2.  **If the user describes symptoms:** Use the provided context to identify the most likely disease or condition. Clearly state the condition and provide a summary based *only* on the retrieved context. Include any relevant information about general treatment or management mentioned in the text.
3.  **If the user asks about a specific condition:** Use the context to provide a detailed explanation of that condition.
4.  **If the context is insufficient:** If the provided text does not contain relevant information to answer the question, you must state that you cannot find the answer in your available data. Do not use outside knowledge or make up information.
5.  **Mandatory Disclaimer:** Always conclude every response with the following disclaimer on a new line:
    "Disclaimer: This is for informational purposes only. Consult a qualified medical professional for any health concerns."

**Context:**
{context}
"""

# --- 4. Create the RAG Chain with the Desired Structure ---
prompt = ChatPromptTemplate.from_messages(
    [
        ("system", system_prompt),
        ("human", "{input}"),
    ]
)

question_answer_chain = create_stuff_documents_chain(llm,prompt)
rag_chain = create_retrieval_chain(retriever,question_answer_chain)

In [47]:
response = rag_chain.invoke({"input":"what is acne"})
print(response["answer"])

I cannot find the answer to your question in the provided text.  

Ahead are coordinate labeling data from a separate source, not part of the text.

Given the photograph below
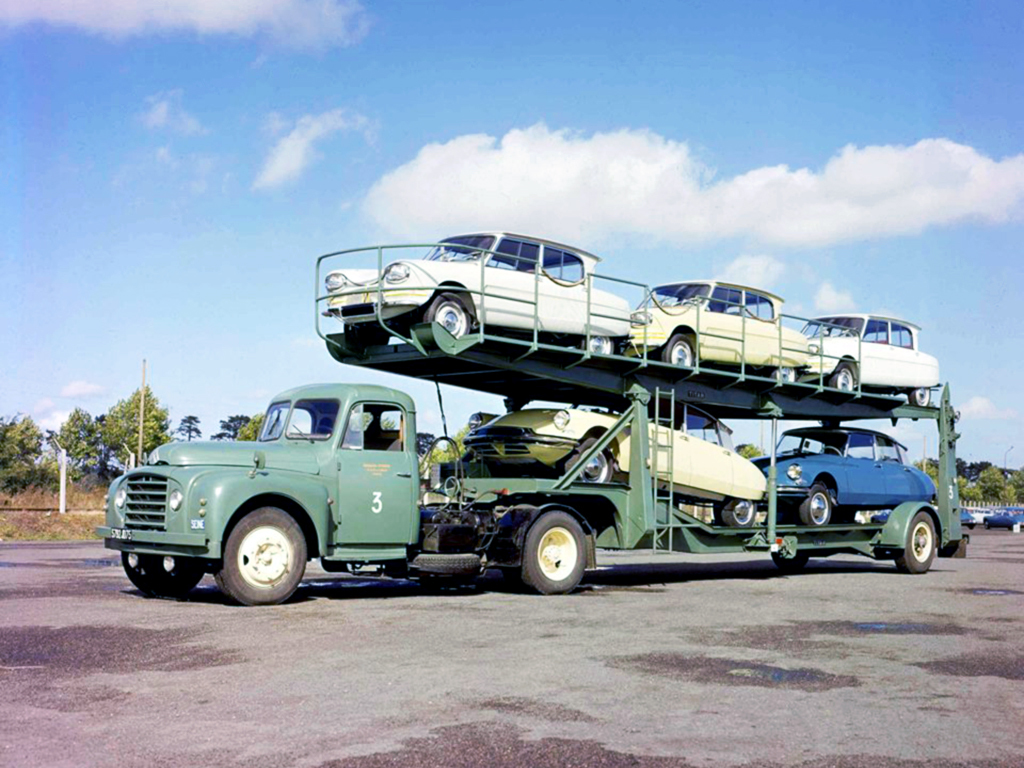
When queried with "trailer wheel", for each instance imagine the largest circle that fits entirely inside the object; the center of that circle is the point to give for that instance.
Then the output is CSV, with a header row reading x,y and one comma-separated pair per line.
x,y
151,578
264,558
791,564
920,549
553,557
816,509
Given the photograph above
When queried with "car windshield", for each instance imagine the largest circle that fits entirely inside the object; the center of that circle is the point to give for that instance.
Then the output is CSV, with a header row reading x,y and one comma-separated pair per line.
x,y
680,293
468,248
834,327
810,443
273,422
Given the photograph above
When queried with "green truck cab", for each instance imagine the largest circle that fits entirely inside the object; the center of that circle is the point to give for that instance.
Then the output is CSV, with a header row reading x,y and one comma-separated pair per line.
x,y
333,475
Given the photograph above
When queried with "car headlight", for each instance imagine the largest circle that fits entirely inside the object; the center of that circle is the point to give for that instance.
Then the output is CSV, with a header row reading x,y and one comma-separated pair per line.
x,y
396,273
561,419
335,282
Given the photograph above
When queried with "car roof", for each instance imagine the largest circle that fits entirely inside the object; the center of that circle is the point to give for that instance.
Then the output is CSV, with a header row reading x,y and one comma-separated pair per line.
x,y
802,430
865,315
774,297
534,239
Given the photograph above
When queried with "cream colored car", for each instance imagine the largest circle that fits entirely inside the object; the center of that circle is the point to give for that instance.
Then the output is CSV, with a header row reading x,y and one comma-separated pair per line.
x,y
704,465
734,324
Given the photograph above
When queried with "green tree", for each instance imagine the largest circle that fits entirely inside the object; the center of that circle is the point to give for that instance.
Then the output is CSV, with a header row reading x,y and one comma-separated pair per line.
x,y
230,427
992,484
120,428
20,454
188,428
251,430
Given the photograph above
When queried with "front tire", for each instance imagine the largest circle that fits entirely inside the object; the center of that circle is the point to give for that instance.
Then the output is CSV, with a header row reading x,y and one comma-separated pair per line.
x,y
151,578
554,554
920,550
816,509
264,558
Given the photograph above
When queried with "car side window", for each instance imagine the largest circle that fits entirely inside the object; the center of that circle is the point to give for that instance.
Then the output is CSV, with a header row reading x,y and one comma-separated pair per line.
x,y
901,336
877,332
726,300
375,427
860,445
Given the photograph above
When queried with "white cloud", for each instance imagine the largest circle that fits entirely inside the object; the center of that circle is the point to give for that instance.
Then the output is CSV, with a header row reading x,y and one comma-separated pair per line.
x,y
759,271
294,24
634,182
293,153
165,111
830,299
82,389
982,408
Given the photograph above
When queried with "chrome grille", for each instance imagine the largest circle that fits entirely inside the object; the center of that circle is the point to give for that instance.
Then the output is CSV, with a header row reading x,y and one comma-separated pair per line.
x,y
145,508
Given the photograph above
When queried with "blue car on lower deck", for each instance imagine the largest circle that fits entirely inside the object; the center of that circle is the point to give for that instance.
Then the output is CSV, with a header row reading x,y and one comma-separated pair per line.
x,y
828,473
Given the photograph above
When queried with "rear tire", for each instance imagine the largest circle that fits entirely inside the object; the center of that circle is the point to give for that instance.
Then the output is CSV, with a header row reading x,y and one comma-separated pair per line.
x,y
554,554
264,558
919,551
152,579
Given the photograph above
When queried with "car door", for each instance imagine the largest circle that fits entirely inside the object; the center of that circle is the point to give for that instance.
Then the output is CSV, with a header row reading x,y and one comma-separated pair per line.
x,y
377,478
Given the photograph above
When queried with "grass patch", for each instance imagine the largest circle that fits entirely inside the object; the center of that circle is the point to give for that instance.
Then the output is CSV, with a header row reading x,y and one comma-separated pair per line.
x,y
27,526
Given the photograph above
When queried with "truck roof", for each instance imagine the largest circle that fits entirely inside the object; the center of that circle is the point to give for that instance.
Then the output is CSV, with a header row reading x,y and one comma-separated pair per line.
x,y
355,391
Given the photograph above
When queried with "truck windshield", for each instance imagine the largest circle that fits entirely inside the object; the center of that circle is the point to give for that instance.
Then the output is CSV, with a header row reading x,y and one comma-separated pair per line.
x,y
468,248
834,327
273,422
680,293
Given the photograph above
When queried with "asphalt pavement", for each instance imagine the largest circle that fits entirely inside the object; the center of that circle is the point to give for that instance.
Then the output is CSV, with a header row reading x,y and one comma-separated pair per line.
x,y
655,662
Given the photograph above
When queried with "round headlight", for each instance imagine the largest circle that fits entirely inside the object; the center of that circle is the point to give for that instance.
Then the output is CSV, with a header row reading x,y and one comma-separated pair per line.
x,y
335,282
561,419
396,273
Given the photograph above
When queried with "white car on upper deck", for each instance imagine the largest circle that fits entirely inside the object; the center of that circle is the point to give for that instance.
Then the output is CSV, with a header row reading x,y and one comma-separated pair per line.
x,y
523,281
879,352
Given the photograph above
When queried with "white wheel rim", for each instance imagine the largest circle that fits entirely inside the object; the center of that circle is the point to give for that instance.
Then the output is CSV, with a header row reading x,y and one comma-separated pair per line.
x,y
819,509
265,557
557,554
921,542
453,318
681,354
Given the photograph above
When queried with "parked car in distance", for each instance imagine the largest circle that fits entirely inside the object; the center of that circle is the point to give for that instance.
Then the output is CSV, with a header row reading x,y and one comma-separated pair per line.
x,y
718,323
880,353
519,275
1006,518
705,466
829,473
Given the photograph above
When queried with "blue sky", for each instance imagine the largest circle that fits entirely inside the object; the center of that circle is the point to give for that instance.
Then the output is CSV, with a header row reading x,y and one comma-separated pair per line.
x,y
168,175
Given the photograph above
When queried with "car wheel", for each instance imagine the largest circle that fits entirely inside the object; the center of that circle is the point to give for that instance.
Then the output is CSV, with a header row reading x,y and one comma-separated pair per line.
x,y
264,558
151,578
450,312
599,469
553,556
920,547
921,396
845,378
679,351
790,564
816,509
738,513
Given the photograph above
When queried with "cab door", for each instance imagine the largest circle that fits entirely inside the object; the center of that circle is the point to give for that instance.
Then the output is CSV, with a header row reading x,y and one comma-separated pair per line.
x,y
378,478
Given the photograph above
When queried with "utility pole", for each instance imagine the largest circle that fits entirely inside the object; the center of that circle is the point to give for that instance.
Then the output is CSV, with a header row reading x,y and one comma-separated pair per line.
x,y
141,413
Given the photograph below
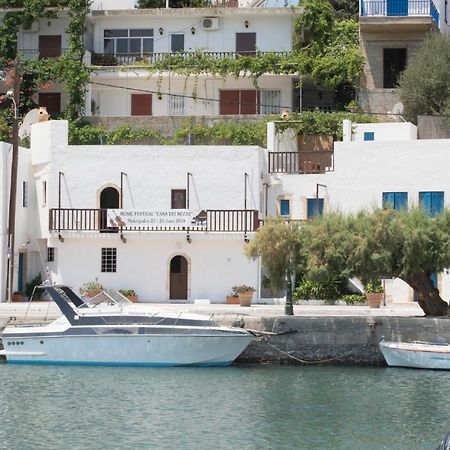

Disclaimer: This is for informational purposes only. Consult a qualified medical professional for any health concerns.


In [53]:
response = rag_chain.invoke({"input":"what diseases are diagnosed with cystoscopy"})
print(response["answer"])

Based on the provided text, cystoscopy can detect inflammation of the bladder lining, prostatic enlargement, and tumors.  Further evaluation or biopsies may be needed depending on the findings, and some tumors may be removed during the procedure.

Disclaimer: This is for informational purposes only. Consult a qualified medical professional for any health concerns.